Belgique

L’Institut pour un développement durable (IDD) publie une étude sur l’évolution de l’emploi salarié en Belgique de 2008 à 2012, période qui a connu cette si sévère crise économique. En voici les principaux enseignements.

Emploi global. Malgré la crise, l’emploi global a augmenté, même si c’est de très peu entre 2011 et 2012. La population active ayant augmenté plus vite que l’emploi, le chômage a lui aussi augmenté. Au total, le taux d’emploi a très légèrement régressé et le taux d’activité est resté stable.

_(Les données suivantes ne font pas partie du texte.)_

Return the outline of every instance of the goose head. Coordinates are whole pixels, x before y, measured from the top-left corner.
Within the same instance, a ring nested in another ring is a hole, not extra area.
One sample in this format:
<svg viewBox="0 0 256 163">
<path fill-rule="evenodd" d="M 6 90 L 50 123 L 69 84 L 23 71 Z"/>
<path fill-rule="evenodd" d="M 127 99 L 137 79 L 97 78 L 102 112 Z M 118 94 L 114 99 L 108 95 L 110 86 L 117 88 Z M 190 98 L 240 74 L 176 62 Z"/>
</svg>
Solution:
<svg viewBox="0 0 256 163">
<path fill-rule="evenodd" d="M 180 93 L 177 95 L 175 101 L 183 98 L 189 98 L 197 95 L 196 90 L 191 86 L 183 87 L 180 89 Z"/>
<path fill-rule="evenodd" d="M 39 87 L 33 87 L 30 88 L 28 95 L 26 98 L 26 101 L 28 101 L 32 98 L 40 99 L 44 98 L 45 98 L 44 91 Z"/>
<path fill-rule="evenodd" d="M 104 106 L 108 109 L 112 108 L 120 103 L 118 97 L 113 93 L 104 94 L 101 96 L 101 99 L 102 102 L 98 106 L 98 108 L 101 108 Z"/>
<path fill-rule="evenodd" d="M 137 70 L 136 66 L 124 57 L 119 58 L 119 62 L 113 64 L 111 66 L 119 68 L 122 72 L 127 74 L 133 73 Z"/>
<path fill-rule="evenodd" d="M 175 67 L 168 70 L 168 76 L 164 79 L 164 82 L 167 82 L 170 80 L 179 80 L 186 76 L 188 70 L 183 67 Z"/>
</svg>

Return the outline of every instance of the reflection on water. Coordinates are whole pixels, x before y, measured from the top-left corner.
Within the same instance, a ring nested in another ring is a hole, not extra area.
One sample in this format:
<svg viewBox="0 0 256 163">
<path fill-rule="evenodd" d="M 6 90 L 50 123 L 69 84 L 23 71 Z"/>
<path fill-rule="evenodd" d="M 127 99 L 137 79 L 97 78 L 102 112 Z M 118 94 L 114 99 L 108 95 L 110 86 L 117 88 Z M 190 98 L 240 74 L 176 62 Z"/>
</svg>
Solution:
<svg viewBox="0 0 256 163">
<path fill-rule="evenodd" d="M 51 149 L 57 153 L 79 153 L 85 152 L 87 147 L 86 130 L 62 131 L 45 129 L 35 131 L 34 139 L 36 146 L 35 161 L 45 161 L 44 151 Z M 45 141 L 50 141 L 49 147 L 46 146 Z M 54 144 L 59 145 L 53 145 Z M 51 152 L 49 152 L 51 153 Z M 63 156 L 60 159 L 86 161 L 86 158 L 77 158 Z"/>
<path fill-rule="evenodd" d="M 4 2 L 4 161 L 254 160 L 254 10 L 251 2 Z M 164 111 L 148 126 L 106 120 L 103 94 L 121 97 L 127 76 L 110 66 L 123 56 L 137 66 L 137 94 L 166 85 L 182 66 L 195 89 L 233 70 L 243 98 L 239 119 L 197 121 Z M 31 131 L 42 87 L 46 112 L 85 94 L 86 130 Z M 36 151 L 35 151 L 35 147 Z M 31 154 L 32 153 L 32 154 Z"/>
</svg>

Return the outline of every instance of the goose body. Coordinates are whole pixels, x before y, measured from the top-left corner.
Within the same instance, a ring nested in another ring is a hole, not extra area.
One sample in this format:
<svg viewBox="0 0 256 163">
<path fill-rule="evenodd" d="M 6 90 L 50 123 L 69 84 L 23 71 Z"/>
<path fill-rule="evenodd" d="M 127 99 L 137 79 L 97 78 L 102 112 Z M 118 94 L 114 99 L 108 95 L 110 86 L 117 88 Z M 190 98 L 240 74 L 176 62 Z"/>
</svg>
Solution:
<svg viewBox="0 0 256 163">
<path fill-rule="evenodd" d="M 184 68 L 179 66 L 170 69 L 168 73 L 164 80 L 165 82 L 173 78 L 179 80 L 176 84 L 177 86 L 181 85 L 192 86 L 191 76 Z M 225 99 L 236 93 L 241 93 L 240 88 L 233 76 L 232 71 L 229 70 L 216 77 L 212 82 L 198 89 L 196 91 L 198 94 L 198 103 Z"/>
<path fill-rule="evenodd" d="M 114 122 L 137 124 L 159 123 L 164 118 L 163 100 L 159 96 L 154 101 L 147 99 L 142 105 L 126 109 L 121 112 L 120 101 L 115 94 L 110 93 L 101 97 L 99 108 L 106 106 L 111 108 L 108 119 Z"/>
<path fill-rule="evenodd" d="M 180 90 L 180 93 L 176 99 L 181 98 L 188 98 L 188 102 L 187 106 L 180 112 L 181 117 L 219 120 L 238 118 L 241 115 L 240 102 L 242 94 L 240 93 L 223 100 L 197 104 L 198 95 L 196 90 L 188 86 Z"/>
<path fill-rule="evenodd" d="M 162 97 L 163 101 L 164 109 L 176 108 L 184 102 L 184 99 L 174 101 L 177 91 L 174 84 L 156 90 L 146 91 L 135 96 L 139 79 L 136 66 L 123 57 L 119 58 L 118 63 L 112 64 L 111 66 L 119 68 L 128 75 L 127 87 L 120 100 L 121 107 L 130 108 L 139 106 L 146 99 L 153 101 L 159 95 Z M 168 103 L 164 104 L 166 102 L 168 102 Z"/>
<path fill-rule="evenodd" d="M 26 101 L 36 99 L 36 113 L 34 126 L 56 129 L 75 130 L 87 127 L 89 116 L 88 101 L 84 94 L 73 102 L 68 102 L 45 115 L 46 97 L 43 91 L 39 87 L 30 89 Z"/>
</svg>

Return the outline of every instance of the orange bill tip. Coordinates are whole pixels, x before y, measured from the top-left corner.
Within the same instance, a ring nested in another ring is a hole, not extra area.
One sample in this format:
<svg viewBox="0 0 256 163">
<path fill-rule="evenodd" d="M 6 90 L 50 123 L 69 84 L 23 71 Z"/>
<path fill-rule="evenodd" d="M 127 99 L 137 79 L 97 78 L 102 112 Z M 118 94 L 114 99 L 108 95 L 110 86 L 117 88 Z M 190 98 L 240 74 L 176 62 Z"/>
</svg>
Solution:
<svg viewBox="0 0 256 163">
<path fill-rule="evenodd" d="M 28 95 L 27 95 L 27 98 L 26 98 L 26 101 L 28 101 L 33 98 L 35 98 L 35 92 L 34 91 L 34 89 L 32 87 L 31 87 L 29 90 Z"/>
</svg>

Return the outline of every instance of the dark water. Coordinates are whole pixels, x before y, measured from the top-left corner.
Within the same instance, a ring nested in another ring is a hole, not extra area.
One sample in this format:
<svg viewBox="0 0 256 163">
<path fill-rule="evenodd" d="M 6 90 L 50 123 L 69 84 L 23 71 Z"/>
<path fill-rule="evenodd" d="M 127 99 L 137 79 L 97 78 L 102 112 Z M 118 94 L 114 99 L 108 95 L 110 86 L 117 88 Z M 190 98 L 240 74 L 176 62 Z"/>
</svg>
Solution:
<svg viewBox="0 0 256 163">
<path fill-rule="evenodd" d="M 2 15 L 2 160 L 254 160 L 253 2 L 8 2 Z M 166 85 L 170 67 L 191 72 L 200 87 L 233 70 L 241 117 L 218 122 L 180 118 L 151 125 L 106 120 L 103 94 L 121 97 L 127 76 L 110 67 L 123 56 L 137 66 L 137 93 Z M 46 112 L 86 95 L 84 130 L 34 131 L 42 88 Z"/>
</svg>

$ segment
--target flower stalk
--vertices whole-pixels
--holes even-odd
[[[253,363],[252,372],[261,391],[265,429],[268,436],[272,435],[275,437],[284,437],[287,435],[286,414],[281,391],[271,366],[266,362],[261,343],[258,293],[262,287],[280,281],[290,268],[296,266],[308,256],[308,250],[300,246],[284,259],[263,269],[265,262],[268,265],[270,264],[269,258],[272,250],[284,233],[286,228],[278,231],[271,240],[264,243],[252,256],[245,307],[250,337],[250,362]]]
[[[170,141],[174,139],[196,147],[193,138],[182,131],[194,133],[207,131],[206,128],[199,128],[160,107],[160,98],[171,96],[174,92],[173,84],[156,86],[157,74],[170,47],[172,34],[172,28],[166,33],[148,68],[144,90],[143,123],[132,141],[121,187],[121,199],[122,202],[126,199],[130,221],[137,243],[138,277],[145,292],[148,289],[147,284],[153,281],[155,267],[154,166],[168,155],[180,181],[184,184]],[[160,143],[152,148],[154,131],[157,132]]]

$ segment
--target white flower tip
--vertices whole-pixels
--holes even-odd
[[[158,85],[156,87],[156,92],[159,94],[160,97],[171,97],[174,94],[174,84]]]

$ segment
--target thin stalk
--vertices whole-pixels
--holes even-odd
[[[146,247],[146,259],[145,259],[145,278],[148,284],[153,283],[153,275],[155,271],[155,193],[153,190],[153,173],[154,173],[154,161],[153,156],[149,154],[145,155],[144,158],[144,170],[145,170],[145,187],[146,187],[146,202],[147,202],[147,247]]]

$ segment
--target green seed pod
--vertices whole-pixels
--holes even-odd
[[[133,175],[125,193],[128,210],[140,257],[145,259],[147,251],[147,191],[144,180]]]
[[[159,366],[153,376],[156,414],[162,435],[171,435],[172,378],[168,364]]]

Par secteur. L’agriculture continue à perdre des emplois. L’industrie a souffert très fort de la crise : -56.000 entre 2008 et 2012; l’hémorragie d’emplois a été contenue entre 2011 et 2012. La construction s’en sort plutôt bien. "C’est uniquement grâce aux secteurs d’activités abondamment voire totalement financés par l’État (titres-services, santé et social, notamment dans le secteur des maisons de repos et les hôpitaux, l’enseignement…) que l’emploi global augmente. D’une manière générale, ces évolutions récentes ne laissent pas augurer d’une remontée très forte de l’emploi dans les deux ou trois années à venir", explique Philippe Defeyt, auteur de l’étude.

Temps partiel. On constate une augmentation de l’emploi à temps partiel, qui concerne désormais près de la moitié des salariés (46 % exactement). "On observera aussi, par ailleurs, la poursuite de la féminisation de l’emploi. L’augmentation de la proportion de femmes est particulièrement marquée pour les 50 ans et plus."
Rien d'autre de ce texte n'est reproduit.